Last December, I had the opportunity to interact at a webinar with Chris Brogan and Julien Smith, the authors of Trust Agents. This book has been a New York Times Bestseller for months, and I can tell you from my subsequent contact with them that both Chris and Julien are stand-up guys who say what they mean, mean what they say, and in general seem to be about as trustworthy as authors with an agenda to push can be.
I genuinely mean that as a compliment. It sounds measured, right? That’s today’s subject. On his website, Chris Brogan has written a great piece on the execution of social media. Ostensibly, it’s about scaling, but I see something else, and I’m disturbed.
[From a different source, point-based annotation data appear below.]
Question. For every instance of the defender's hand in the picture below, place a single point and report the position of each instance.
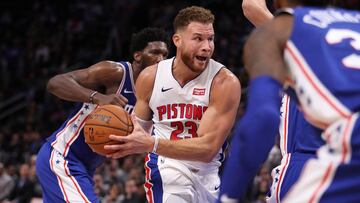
(114, 99)
(137, 142)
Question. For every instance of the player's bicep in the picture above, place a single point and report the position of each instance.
(104, 73)
(263, 51)
(144, 85)
(219, 118)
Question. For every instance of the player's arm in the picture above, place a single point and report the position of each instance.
(255, 132)
(103, 77)
(256, 12)
(215, 126)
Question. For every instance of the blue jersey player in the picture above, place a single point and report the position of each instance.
(65, 163)
(299, 140)
(318, 50)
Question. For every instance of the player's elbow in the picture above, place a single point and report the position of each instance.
(262, 134)
(208, 153)
(52, 84)
(248, 9)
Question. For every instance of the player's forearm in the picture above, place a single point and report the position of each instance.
(64, 87)
(256, 13)
(194, 149)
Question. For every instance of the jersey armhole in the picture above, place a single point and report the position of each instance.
(154, 86)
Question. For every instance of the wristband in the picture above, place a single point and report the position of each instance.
(91, 98)
(156, 143)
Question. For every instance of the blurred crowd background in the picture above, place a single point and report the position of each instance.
(40, 38)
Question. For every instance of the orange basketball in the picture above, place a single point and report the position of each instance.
(104, 121)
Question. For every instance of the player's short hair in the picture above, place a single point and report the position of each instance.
(141, 39)
(192, 14)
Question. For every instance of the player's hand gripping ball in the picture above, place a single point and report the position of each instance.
(104, 121)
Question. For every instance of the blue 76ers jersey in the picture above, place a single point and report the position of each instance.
(69, 138)
(325, 67)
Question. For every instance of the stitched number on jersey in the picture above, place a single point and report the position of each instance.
(335, 36)
(189, 125)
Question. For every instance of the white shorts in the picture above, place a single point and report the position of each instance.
(166, 177)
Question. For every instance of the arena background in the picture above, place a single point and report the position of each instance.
(39, 39)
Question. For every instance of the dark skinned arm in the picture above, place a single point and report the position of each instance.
(78, 85)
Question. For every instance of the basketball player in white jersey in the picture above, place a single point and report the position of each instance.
(192, 101)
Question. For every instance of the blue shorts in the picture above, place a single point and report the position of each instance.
(286, 174)
(334, 176)
(63, 179)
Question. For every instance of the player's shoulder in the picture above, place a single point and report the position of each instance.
(225, 78)
(111, 68)
(148, 74)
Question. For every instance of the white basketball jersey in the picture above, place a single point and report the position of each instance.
(178, 110)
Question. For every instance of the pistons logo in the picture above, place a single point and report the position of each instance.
(199, 91)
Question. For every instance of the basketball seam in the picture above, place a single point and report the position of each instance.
(94, 124)
(117, 116)
(100, 143)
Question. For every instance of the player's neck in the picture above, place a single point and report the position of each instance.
(182, 73)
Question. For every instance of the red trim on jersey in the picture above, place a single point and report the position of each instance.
(323, 181)
(281, 177)
(58, 177)
(286, 123)
(312, 82)
(72, 179)
(67, 146)
(345, 145)
(148, 184)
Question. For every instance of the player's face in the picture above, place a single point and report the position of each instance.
(196, 45)
(153, 53)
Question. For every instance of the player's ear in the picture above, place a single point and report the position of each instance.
(137, 56)
(176, 39)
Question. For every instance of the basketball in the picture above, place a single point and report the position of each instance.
(104, 121)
Chris is now doing most of his formal preaching to larger business and social groups. That’s fine, of course, it’s his market and where he makes his living. At the same time, though, Chris’ Twitter Account is replete with quick messages like “Do Good Things“. It’s the kind of woo-woo rah-rah that we’re most used to hearing from the Tony Robbins’ of the world, and while it has a place (and Twitter sure is a great place for such drivel), it feels like a disconnect.
Allow me to repeat: this isn’t an attack on Chris Brogan. I think Chris is one of new media’s real stars and deserves his success. But I’m reminded of one of the things that Chris and Julien said at that event last year, and that I’ve told my own clients for a very long time, too: there’s a top end to the number of people (relationships) you can manage. Most experts, including Chris Brogan, agree that the number is somewhere around 150.
When you get to a certain size, you need more people to manage your operations. Let’s assume that when a large company gets serious about social networking and social media they figure out that there are going to be “x” number of potential customer touches per day in the social networking space, allot a certain number of minutes per interaction, and decide from there how big a staff needs to be created to handle the company’s social activities. That’s a start, and there might even be some variant on the “150 people theme” that we can apply. But . . . when it’s just a formula, hasn’t your social networking become nothing more than that rah-rah stuff? The engagement is . . . false. In truth, it’s not social at all; it’s practically anti-social.
Bring it back down to a more personal, more manageable level: social networking, like all business change, doesn’t just happen. You need to plan, to need contingency options in place, and then you need to be ready to make new, unexpected, and even unwelcome changes on an ongoing basis. Social networking, at the end of the day, is a lot like being someone’s friend.
Or customer service. But the term can’t be a oxymoron.